Deuxième film du cinéaste,Tears (2001) suit le quotidien de jeunes adultes livrés à eux mêmes dans les quartiers défavorisés de Séoul. Les femmes s’y prostituent, les hommes les exploitent et malgré tout l’espoir qui se dégage de son finale, la noirceur qui en émane en fait le film le plus dur d’Im Sang-soo. La violence physique et morale de tous les plans envers les personnages féminins est présentée comme la seule réponse possible d’hommes ne sachant comment vivre avec elles.
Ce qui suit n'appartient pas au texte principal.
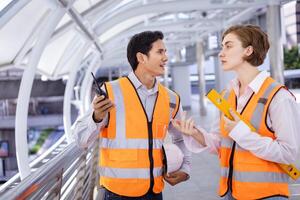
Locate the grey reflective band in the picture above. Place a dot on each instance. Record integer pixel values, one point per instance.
(227, 143)
(120, 110)
(130, 143)
(137, 173)
(258, 112)
(256, 177)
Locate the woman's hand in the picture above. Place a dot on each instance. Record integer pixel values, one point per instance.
(185, 126)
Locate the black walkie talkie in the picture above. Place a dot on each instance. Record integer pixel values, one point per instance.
(98, 89)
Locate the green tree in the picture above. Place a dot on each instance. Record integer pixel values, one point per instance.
(291, 58)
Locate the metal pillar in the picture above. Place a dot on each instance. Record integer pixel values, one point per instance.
(201, 77)
(276, 48)
(25, 91)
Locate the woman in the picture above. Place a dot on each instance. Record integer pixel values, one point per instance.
(248, 159)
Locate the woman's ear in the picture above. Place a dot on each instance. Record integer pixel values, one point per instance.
(140, 57)
(249, 50)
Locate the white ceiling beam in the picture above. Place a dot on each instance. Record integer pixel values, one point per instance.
(172, 6)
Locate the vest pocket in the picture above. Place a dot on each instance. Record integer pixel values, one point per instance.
(123, 155)
(160, 130)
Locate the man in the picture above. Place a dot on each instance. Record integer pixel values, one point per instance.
(134, 120)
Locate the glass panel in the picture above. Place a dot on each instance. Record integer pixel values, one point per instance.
(4, 3)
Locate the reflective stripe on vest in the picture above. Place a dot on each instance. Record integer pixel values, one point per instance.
(252, 177)
(129, 173)
(255, 177)
(125, 160)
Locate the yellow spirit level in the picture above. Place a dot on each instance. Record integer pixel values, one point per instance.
(224, 107)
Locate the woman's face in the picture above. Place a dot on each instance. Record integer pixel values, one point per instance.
(232, 53)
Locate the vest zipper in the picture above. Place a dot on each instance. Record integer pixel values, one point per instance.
(150, 153)
(230, 174)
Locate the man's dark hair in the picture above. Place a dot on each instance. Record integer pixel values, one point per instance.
(141, 42)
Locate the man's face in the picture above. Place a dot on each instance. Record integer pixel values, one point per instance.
(232, 53)
(154, 64)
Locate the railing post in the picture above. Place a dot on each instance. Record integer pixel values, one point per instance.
(80, 176)
(94, 174)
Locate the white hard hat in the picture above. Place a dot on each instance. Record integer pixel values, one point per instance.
(174, 157)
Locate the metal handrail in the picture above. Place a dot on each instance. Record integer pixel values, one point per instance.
(69, 175)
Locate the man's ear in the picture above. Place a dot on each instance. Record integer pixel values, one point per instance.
(249, 50)
(140, 57)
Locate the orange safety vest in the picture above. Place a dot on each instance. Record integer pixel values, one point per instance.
(131, 157)
(246, 175)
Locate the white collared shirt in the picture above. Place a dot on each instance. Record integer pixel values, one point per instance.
(283, 117)
(86, 130)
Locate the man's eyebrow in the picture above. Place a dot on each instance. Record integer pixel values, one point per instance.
(165, 50)
(227, 42)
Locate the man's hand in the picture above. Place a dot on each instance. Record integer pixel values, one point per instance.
(230, 124)
(101, 106)
(185, 126)
(174, 178)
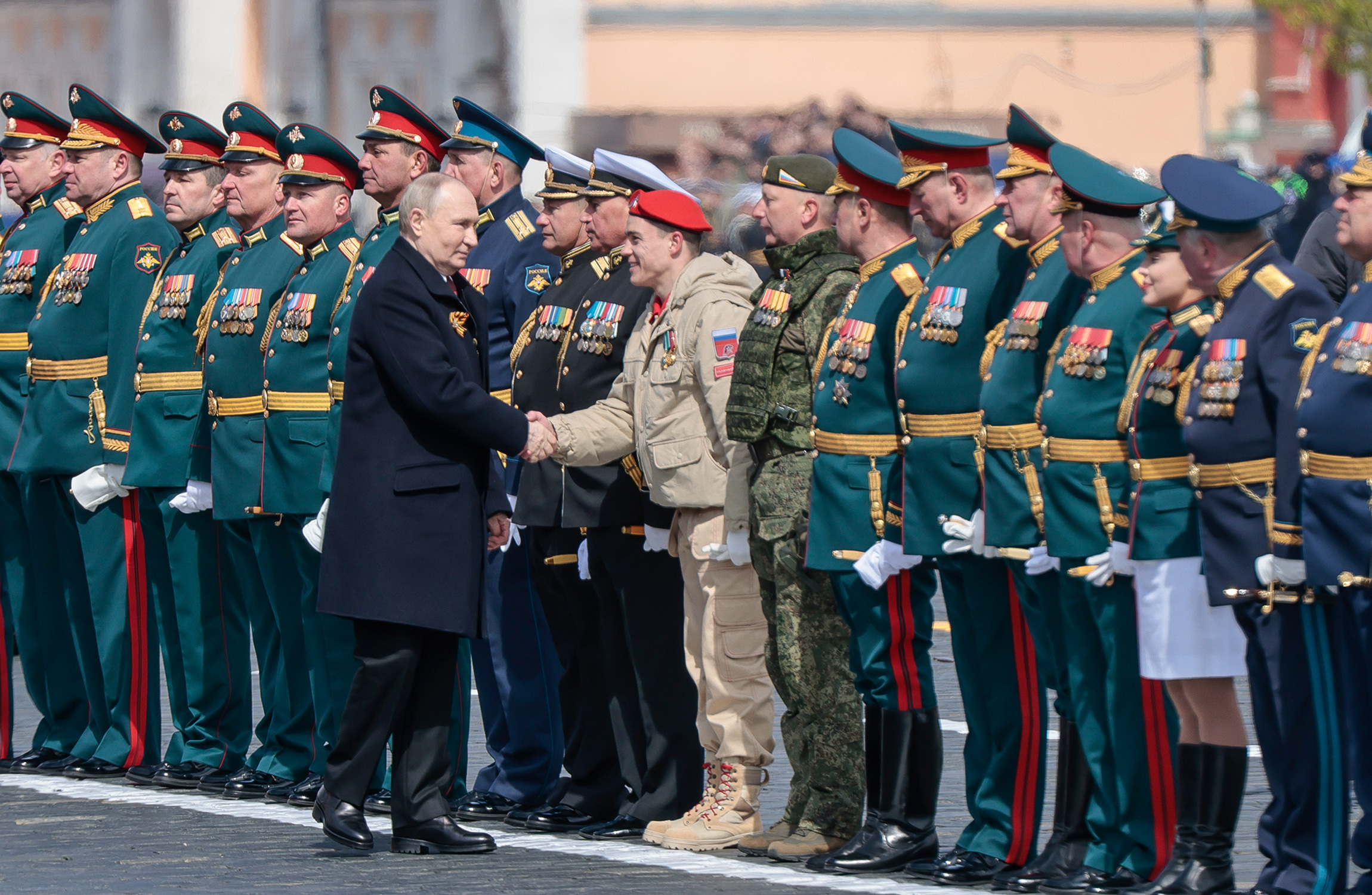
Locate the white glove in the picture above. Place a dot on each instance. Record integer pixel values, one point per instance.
(313, 530)
(583, 562)
(1120, 558)
(655, 540)
(99, 485)
(1274, 569)
(968, 535)
(734, 550)
(883, 560)
(515, 529)
(1039, 562)
(197, 497)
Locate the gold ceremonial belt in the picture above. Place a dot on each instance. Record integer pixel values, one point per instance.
(52, 371)
(1228, 474)
(235, 407)
(1334, 467)
(857, 445)
(1086, 450)
(299, 400)
(1014, 437)
(168, 382)
(1160, 468)
(943, 425)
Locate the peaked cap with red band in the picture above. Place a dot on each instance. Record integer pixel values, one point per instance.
(193, 143)
(252, 135)
(97, 125)
(28, 124)
(1030, 144)
(314, 157)
(670, 208)
(925, 152)
(866, 169)
(397, 119)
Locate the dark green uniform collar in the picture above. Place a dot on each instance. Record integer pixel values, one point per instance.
(793, 257)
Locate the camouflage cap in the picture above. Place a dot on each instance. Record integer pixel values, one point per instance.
(808, 174)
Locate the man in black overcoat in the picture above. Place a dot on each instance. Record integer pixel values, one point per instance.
(416, 504)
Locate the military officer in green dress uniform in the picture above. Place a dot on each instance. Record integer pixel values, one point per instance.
(400, 143)
(857, 439)
(971, 290)
(1012, 492)
(228, 338)
(769, 407)
(32, 600)
(76, 433)
(1127, 727)
(205, 638)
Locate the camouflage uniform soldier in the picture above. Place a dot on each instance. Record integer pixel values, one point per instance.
(769, 408)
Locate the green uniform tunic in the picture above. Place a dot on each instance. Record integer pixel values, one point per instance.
(205, 637)
(32, 599)
(79, 416)
(1012, 492)
(231, 327)
(769, 407)
(1124, 721)
(858, 441)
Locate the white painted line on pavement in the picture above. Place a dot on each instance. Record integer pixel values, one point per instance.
(622, 853)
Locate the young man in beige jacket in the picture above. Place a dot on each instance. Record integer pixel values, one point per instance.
(669, 405)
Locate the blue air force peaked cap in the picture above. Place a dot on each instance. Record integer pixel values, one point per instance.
(1213, 195)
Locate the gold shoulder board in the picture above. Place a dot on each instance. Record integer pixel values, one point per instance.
(1003, 232)
(1274, 282)
(907, 279)
(519, 226)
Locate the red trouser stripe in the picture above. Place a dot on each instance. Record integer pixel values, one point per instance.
(1160, 772)
(138, 587)
(1031, 723)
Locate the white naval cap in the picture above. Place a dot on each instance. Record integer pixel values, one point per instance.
(619, 175)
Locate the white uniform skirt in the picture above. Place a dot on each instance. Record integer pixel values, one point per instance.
(1181, 635)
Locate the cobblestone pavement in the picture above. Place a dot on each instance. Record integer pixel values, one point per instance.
(79, 837)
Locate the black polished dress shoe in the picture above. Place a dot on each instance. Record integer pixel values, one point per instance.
(972, 869)
(92, 769)
(560, 819)
(183, 776)
(143, 774)
(28, 764)
(616, 828)
(307, 791)
(378, 802)
(519, 816)
(440, 837)
(344, 823)
(252, 784)
(482, 806)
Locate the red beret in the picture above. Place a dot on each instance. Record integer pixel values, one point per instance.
(670, 208)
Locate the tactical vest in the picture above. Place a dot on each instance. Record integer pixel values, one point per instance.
(771, 391)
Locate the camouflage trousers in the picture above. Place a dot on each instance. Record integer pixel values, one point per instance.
(807, 656)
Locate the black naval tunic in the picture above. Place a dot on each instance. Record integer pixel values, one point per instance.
(626, 711)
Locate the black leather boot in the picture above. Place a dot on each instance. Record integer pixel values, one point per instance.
(1188, 805)
(907, 795)
(1210, 869)
(1067, 848)
(872, 743)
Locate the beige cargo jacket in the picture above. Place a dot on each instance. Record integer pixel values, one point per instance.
(669, 403)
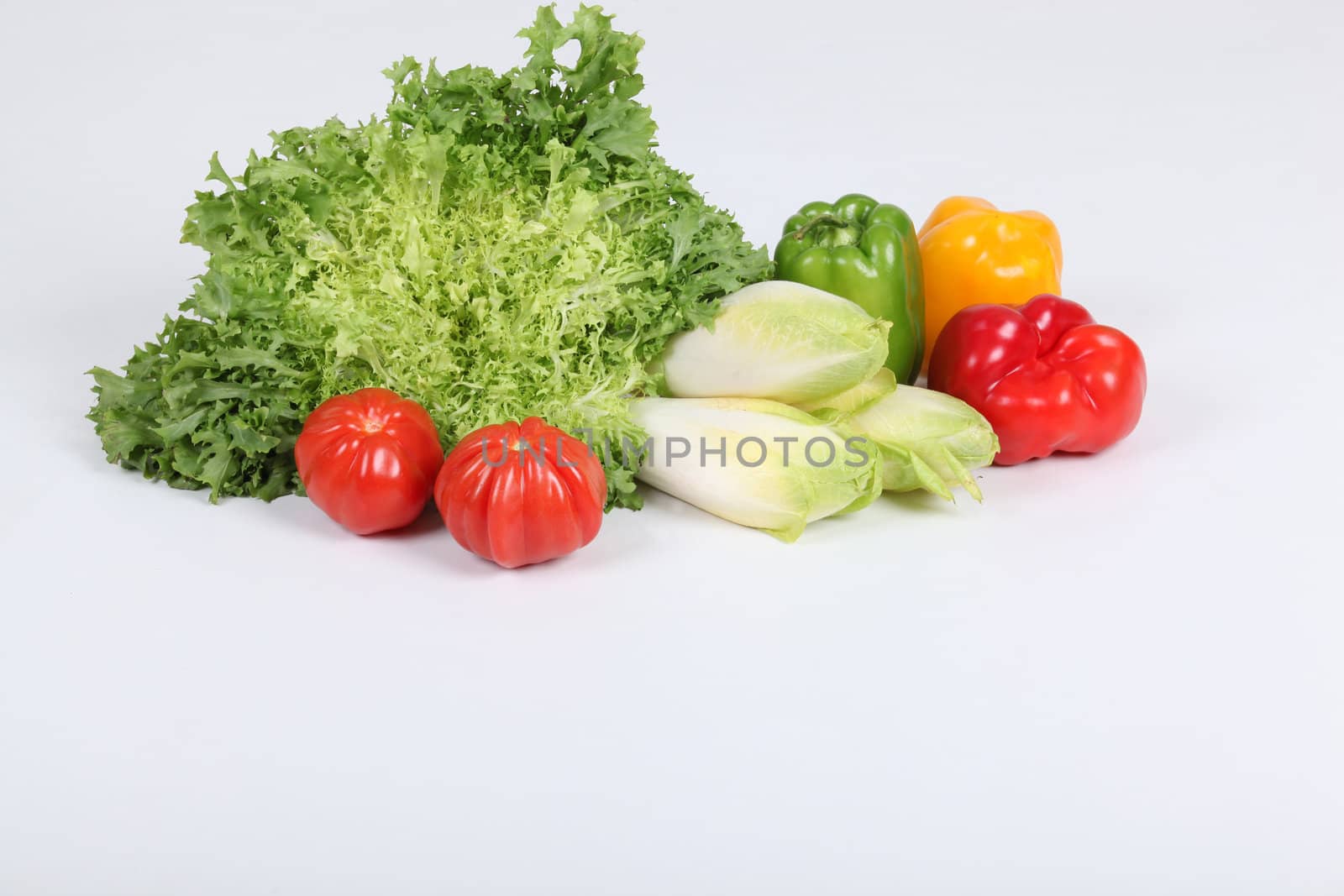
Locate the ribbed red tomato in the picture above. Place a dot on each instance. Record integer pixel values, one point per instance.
(519, 495)
(369, 459)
Plus encore que la scène d’ouverture – les premiers instants d’un viol collectif où l’on force des femmes à se déshabiller – on garde à l’esprit les gifles et les coups incessants, le ton sur lequel on leur parle. Grand inconnu, le propre corps de ces femmes ne leur appartient pas. Pire, il existe indépendamment d’elles, comme détaché. Qu’importe alors aux hommes de le détruire ? Quelle culpabilité pourraient-ils ressentir à détruire ce qui n’existe pas ? Loin de seulement illustrer la recherche de plaisir des personnages ou une émancipation par le sexe, les scènes de nudité chez Im Sang-soo renvoient sans arrêt à des corps sans propriétaire, ne vivant que par leurs blessures et leurs humiliations. Leur liberté n’est que factice.
L’inspection des hommes prisonniers politiques dans les premières minutes de Last president’s bang (2005) va dans ce sens en nous les présentant nus, de dos. Face à eux, un garde s’emploie à les humilier, examinant la forme de leur pénis, détachant leur corps de la raison même de leur incarcération, ne parlant qu’à leur corps. Les soldats qui participeront dans ce film à l’assassinat du Président Park Chun-Hee seront traités de la même manière : forcés de participer à la tuerie, de tirer dans les cadavres pour s’assurer de leur mort, et condamnés par la suite à la peine capitale comme on jetterait un corps devenu inutile. La seule révolte du corps possible chez Im Sang-soo peut sembler devoir passer par la révolte de groupe, comme il la met en scène dans les scènes de manifestations du Vieux Jardin (2006) ; une révolte vaine où les corps disparaissent un temps pour enfin exploser. Pourtant, en parallèle de ces scènes, Im Sang-soo filme Yoon-hee (Yum Jung-ah). Ce personnage – le plus puissant jamais filmé par le cinéaste – subit les conséquences de ces révoltes : son ami se retrouve emprisonné tandis qu’elle donne naissance à un enfant, lutte contre une maladie la transformant physiquement. Plus encore que de subir l’Histoire de son pays, Im Sang-soo la filme en lutte perpétuelle. Seule, elle vit, élève son enfant, rencontre un autre homme et existe dans le cadre plus encore que les corps nus de The housemaid. La voir chauve à la suite de sa maladie provoque un malaise, une gène beaucoup plus grande que celle des scènes de sexe disséminées dans la filmographie du cinéaste. Davantage que la nudité des beaux interprètes d’Im Sang-soo, la lutte de Yoon-hee face à un corps qu’elle ne contrôle plus, face à un corps qui lui échappe, bouleverse.